Delahoussaye, 52, will be in Las Vegas over the weekend to conduct a seminar on how to bet on the Kentucky Derby. He will be giving his tips and signing autographs starting at 6 p.m. Friday at the race book in Sam’s Town.
Delahoussaye says he has noticed some changes in horse racing over the years. "The purses are bigger (and) the owners have a better chance of making money (but) the crowds are light," he says.
He says he credits off-track betting with helping the sport survive but he thinks the down side to the OTBs is that they have hurt attendance at the tracks, especially in Southern California. "You see only three or four or five thousand (at the tracks) during the week ”¦ 20,000 on the weekend is big nowadays," he said.
Delahoussaye is still suffering neurological problems as a result of the spill that fractured his neck and ended his career on Aug. 30, 2002. Instead of riding horses, the Arcadia, Calif., resident is working in the racing industry as a consultant and appraiser.
He said that in evaluating horses "Naturally you want the breeding. You want them peaking toward the end of the journey, which is the Derby. You want a fresh horse, not one that’s been run hard 10 or 15 times."

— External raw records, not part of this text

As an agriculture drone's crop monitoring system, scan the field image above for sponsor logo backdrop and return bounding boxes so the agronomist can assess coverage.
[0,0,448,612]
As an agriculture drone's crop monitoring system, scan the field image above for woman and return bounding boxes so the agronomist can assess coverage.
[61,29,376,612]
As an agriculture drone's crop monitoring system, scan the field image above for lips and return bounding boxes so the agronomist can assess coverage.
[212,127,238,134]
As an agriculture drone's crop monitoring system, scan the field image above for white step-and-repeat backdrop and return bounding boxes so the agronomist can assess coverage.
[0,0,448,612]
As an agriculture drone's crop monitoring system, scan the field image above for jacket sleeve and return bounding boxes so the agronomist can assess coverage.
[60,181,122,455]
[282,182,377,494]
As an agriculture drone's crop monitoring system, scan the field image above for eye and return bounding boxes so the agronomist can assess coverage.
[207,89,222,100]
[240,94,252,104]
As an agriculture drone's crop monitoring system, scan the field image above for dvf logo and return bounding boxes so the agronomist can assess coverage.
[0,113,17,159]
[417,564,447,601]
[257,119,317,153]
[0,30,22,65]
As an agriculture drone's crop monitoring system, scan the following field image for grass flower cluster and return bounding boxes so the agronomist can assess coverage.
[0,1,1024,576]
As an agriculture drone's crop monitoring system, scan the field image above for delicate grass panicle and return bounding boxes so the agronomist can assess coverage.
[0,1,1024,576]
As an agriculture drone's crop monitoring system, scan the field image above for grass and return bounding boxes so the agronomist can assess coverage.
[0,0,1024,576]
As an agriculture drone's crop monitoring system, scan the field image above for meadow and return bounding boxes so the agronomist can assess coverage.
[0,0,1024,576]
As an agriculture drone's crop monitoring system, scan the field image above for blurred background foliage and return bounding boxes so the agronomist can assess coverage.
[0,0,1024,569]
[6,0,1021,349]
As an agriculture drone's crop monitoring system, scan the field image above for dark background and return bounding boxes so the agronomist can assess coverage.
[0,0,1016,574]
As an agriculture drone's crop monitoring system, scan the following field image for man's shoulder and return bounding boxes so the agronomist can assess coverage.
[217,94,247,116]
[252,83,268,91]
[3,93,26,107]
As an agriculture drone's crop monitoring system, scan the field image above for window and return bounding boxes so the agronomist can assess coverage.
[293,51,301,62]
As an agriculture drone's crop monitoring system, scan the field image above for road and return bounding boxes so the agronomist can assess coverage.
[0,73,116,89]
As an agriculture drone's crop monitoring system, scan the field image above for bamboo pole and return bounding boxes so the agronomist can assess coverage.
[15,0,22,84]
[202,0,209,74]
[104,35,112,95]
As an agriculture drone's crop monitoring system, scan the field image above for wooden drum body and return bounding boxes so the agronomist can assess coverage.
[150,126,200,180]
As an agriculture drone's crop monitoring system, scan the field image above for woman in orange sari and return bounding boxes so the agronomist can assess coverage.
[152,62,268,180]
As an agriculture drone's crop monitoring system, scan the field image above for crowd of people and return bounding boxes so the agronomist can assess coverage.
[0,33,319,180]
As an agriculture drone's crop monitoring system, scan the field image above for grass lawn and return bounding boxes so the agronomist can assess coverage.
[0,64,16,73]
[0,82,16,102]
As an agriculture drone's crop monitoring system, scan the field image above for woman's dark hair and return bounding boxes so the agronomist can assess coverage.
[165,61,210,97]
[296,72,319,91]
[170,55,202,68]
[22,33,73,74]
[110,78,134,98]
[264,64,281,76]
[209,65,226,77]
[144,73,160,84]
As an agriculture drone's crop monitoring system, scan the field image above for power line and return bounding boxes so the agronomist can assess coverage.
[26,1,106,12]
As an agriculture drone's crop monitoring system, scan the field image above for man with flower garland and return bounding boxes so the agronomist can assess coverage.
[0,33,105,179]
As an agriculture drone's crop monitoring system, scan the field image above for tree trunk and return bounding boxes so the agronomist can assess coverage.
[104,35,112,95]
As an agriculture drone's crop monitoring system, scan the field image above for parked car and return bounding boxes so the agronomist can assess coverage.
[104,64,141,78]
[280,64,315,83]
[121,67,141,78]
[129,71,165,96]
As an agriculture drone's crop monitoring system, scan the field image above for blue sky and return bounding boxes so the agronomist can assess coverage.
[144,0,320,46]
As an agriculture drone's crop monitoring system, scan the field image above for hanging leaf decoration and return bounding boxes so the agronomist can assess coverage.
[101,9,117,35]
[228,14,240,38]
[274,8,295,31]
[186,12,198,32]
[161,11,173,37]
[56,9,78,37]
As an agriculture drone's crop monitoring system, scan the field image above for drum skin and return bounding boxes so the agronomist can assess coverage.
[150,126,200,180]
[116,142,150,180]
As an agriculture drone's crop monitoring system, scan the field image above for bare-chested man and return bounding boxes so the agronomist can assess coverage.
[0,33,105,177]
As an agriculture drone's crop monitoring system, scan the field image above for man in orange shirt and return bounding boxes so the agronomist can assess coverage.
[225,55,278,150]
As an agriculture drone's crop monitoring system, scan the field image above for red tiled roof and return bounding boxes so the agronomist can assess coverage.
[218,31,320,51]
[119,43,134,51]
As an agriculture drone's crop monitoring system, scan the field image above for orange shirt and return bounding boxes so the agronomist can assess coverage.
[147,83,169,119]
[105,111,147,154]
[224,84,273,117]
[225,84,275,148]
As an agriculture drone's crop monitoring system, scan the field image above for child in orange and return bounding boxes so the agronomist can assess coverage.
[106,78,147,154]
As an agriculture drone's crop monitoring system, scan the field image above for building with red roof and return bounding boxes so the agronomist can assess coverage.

He also knows what he doesn’t want to see in a horse just before the race. He said he would advise bettors at the track to check out the horse’s mannerisms and coat during the post parade. If the horse is heavily lathered, he advises bettors to put their money elsewhere. If the horse is "acting up and rambunctious, nine chances out of 10, they’re not going to run well."
In a telephone interview on Saturday he said he sees this year’s Kentucky Derby as "a wide open race (with) 10-12 possible winners." He said he was picking either Friends Lake, who won the Florida Derby, or Smarty Jones, who won the Arkansas Derby, to win it. Delahoussaye said Friends Lake "will come into it fresh; beat the horse that won the Wood (Memorial); he can handle that track; he’s bred to go the distance."
In offering a word of caution, he said he bet on horses he was riding four times during his career and only one of them won. "It’s not only the best horse that wins, it’s the best horse on that day," he said.
He said the best advice he could give to bettors is that they shouldn’t change their mind once they’ve handicapped a race. He said as they head toward the betting window, the worst thing they can do is to "let somebody tout you off your horse."